Have you heard about people being hidden by spirits? They will hide people they want to take. You will never find someone they hide until that person dies.
I got to see The Blue Hour (Onthakan) (2015), a Thai horror film directed by Anucha Boonyawatana, as part of the Seattle International Film Festival (SIFF) 2015. Teenage Tam is bullied at home and at school for being gay. He meets Phum on (basically) Tindr, and the boys meet for a tryst at an abandoned swimming pool. After Phum tells him the pool is haunted by spirits, Tam’s life and sense of reality begin to unravel.

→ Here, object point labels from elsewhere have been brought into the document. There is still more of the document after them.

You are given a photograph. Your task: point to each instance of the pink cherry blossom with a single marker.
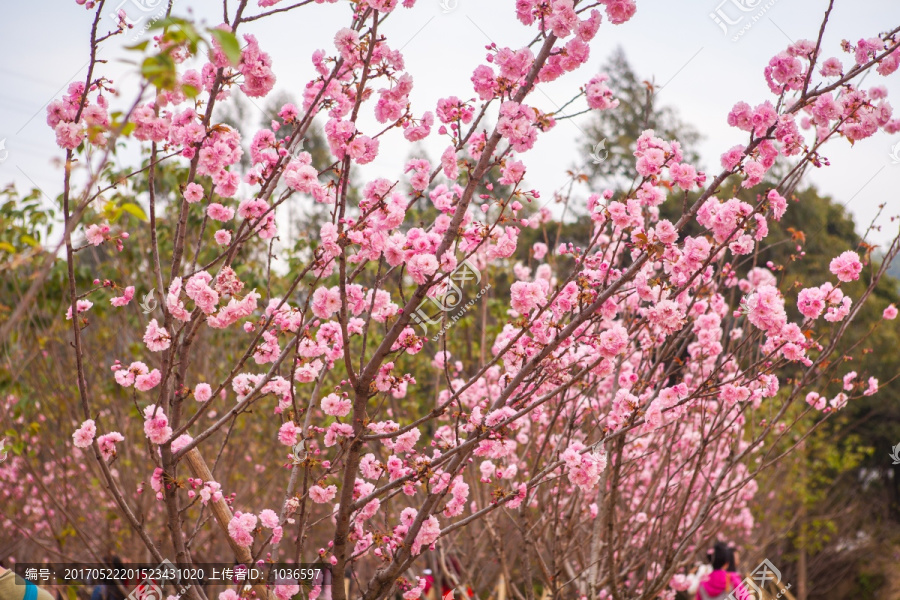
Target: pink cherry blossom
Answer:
(847, 266)
(84, 435)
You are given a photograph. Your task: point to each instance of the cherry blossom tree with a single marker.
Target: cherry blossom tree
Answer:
(623, 404)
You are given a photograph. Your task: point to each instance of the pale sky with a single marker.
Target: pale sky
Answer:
(703, 72)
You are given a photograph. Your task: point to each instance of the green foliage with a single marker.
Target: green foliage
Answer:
(637, 111)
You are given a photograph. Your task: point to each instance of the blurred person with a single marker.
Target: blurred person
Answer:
(719, 583)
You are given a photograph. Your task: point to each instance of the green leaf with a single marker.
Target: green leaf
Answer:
(134, 210)
(190, 91)
(160, 71)
(229, 44)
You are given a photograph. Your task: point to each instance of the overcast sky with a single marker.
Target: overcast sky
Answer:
(677, 44)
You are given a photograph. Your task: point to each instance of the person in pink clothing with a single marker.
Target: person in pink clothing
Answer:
(721, 581)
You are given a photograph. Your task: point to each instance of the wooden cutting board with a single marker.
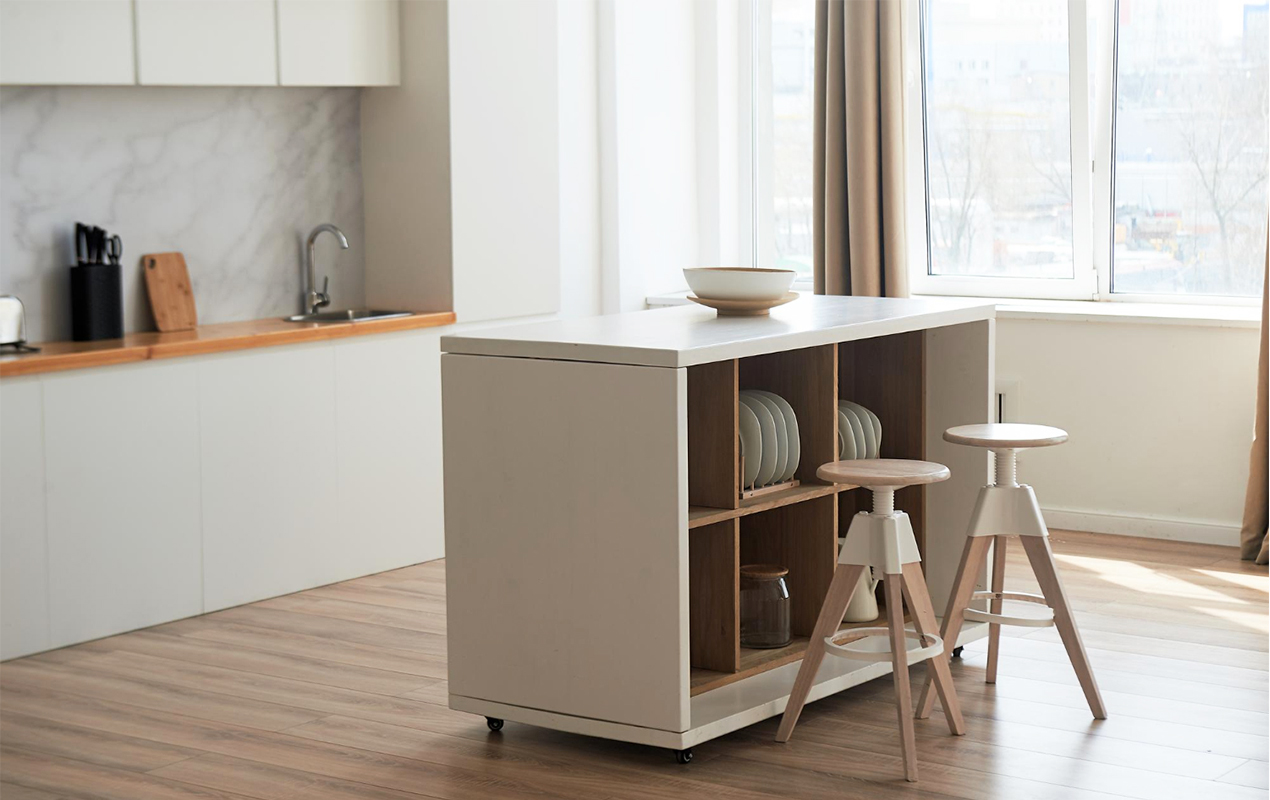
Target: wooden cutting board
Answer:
(170, 296)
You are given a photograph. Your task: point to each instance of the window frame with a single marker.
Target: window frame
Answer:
(1083, 282)
(1092, 141)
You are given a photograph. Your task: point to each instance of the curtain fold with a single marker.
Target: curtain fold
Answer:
(859, 164)
(1252, 536)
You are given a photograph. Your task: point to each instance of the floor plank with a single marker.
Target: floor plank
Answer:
(340, 692)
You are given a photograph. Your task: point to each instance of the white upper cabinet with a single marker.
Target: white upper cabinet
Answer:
(338, 43)
(207, 43)
(66, 42)
(201, 42)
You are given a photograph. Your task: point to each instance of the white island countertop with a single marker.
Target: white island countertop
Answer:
(688, 335)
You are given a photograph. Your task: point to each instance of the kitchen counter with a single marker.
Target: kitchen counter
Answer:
(688, 335)
(224, 337)
(596, 518)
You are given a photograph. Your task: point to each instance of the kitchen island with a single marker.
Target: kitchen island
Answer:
(596, 518)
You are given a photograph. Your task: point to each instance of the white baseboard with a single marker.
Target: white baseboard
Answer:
(1148, 527)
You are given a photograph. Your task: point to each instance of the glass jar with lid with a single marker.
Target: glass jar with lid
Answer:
(765, 606)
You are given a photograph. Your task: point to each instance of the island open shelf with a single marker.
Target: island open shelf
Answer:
(594, 513)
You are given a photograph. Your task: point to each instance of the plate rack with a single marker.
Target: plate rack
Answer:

The cinematography and sets create the terrifying stage for the story. The range of muted and garish colors and a sense of unease ranging from something being slightly “off” to something being horribly, horribly wrong reminded me of Gemini (Soseiji, 双生児). There’s an amazing scene in which Tam and Phum return to the locker room at the pool and the camera creeps right up to their shoulders as they slowly open a door to reveal–
It was refreshing to see a queer teen protagonist of a horror film–I’m a big fan of queer protagonists of all genre fiction, instead of just coming-out stories. (Which are important, too, but we do things other than come out in our lives.) The film is a eerie slow burn.
If you like suspense with a heavy dosage of dread, looming, and a feeling you just can’t shake, see if you can get this film at your local international film festival.
Contains ghosts(?), a sense of unreality, garbage piles, awkward teens, gore, an extreme sense of foreboding, dead bodies, homophobia, creepy swimming pools, the most awkward Tindr date. Also, the locker room at Seward Park in Seattle looks like the one at the pool in the film, in case you’re fond of giving yourself the willies when swimming in the summer.